According to a recent study, at least one in five elderly people binge drink more than the recommended levels. Women over 65 years old were found to drink too much while one in five men has too many drinks. These numbers are expected to jump as baby boomers enter this category.
In a recent article, experts already noted that this generation tends to consume more alcohol than other older generations. Because they are one of the largest generations, there could be a serious epidemic of alcohol-related problems.
Seniors typically have conditions where drinking alcohol would be considered risky behavior. Older people tend to be more commonly diabetic, have high blood pressure or take medication.
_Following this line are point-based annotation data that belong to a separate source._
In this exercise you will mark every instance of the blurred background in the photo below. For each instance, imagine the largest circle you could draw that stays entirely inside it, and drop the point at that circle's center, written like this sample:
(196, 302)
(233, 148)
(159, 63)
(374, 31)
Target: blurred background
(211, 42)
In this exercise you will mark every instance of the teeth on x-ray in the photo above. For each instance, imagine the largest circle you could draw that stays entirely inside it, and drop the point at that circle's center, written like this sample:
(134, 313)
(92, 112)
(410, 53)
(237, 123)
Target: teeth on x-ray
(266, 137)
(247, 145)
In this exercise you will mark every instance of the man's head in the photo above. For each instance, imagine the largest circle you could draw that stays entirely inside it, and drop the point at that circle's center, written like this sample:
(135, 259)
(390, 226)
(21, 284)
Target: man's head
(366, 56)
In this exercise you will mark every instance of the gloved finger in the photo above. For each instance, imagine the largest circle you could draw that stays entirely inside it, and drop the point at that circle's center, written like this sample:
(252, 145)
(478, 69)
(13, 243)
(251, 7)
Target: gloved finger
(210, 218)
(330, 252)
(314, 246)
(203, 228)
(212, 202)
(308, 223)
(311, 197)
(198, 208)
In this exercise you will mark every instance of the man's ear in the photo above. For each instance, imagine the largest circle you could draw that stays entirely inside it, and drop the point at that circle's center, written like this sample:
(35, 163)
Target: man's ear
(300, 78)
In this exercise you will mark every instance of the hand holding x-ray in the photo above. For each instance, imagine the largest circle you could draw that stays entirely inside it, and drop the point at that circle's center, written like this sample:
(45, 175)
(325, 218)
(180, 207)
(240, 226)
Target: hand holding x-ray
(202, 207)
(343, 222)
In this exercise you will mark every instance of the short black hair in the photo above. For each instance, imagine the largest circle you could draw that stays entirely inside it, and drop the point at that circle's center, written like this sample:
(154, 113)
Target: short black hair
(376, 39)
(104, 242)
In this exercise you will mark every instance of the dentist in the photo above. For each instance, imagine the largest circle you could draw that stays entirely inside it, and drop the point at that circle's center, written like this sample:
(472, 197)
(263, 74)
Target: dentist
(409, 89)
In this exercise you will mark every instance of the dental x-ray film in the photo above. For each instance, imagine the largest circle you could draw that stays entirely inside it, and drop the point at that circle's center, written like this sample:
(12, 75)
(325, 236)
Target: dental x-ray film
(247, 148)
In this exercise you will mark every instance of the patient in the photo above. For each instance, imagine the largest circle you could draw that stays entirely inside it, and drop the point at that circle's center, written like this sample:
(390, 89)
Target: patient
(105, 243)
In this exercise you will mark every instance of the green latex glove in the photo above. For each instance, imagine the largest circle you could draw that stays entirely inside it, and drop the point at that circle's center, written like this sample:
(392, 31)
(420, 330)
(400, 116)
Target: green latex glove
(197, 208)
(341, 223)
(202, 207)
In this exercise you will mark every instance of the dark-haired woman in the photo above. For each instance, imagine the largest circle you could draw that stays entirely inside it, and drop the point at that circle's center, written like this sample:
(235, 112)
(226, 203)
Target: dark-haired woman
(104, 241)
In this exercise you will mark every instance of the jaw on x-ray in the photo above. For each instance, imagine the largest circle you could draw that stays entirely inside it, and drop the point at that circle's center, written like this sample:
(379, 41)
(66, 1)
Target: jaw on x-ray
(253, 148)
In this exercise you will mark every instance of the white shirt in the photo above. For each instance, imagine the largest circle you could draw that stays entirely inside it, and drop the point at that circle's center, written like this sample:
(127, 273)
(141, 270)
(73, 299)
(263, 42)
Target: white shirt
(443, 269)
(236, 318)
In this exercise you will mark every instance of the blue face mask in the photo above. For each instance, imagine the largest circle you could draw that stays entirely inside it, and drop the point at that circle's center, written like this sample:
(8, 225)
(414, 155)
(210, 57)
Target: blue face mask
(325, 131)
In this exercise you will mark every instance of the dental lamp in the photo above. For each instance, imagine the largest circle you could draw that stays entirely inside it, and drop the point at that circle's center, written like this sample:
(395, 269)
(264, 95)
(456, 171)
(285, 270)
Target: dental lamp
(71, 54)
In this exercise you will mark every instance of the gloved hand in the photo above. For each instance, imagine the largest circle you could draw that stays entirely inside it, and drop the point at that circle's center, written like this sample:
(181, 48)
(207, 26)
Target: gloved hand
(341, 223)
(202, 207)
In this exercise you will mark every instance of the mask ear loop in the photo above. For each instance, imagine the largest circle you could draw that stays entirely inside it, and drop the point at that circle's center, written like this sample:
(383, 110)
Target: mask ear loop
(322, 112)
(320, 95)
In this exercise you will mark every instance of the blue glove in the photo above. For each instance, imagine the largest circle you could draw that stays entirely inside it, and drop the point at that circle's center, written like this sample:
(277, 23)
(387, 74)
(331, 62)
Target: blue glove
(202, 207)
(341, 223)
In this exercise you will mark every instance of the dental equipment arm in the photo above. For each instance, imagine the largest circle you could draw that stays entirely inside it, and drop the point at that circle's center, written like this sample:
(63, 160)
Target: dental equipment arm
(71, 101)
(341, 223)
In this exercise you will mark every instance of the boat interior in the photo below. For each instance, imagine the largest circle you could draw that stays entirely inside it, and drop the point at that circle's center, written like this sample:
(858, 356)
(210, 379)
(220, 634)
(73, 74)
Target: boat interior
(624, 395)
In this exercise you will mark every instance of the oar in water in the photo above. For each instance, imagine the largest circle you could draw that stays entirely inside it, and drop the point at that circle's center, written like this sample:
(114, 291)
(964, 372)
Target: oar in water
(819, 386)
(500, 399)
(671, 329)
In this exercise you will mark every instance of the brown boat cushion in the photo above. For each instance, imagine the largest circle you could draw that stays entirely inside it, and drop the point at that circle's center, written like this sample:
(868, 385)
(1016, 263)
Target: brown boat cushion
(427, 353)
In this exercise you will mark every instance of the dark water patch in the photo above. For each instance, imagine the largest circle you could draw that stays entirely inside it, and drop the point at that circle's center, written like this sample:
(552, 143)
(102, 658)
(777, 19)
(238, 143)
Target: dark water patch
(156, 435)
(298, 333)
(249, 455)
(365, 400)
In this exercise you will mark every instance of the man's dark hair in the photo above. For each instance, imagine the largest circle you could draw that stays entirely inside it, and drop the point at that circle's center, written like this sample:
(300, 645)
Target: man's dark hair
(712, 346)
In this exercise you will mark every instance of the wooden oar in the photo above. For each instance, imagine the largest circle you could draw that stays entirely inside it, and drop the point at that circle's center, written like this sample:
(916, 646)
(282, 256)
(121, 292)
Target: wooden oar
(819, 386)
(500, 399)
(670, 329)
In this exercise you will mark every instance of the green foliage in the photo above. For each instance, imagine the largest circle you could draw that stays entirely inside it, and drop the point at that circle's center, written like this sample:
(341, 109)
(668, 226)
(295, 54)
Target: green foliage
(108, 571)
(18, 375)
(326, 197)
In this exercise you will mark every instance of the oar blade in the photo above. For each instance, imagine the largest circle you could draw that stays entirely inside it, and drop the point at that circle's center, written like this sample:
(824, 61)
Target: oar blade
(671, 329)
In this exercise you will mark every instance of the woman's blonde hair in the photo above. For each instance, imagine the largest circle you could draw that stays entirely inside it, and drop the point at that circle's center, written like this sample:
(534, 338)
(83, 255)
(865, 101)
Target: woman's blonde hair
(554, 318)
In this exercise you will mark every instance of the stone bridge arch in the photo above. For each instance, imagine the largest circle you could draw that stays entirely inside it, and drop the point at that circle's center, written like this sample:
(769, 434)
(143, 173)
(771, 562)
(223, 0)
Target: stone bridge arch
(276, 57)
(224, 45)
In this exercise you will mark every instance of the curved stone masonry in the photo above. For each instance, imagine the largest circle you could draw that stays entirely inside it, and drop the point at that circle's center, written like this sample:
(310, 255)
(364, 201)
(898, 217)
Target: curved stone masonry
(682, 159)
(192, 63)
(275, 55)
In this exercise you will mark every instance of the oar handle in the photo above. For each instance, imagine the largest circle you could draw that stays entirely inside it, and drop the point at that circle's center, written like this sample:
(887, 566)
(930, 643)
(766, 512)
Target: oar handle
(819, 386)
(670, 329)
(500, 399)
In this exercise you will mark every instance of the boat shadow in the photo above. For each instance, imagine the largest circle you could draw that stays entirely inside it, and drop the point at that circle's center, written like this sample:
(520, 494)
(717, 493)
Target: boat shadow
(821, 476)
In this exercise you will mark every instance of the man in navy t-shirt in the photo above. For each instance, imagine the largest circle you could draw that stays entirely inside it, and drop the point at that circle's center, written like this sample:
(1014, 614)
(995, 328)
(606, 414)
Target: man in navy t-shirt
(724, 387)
Consuming any amount of alcohol with these conditions is not good for their health.
A leader in the study for Alcohol Research UK, Dr. Sarah Wadd, says for many people, especially those 75 years old or older, metabolizing alcohol can be difficult.
There is a lot of focus on young people and drinking problems, however, the elderly population is at risk as well. This age group has much more time on their hands, often battles loneliness and usually has a disposable income, all which can lead to an increase in alcohol consumption.
Dr. Wadd says drinking problems can be difficult to see in older people, which poses its own set of problems. She says that researchers think seniors hold back on coming forward about their drinking problems because of shame associated with alcohol and their age. The topics of alcohol and drinking problems are also a hard dialog to bring up between grandchildren as well as social workers, but it is imperative to do so.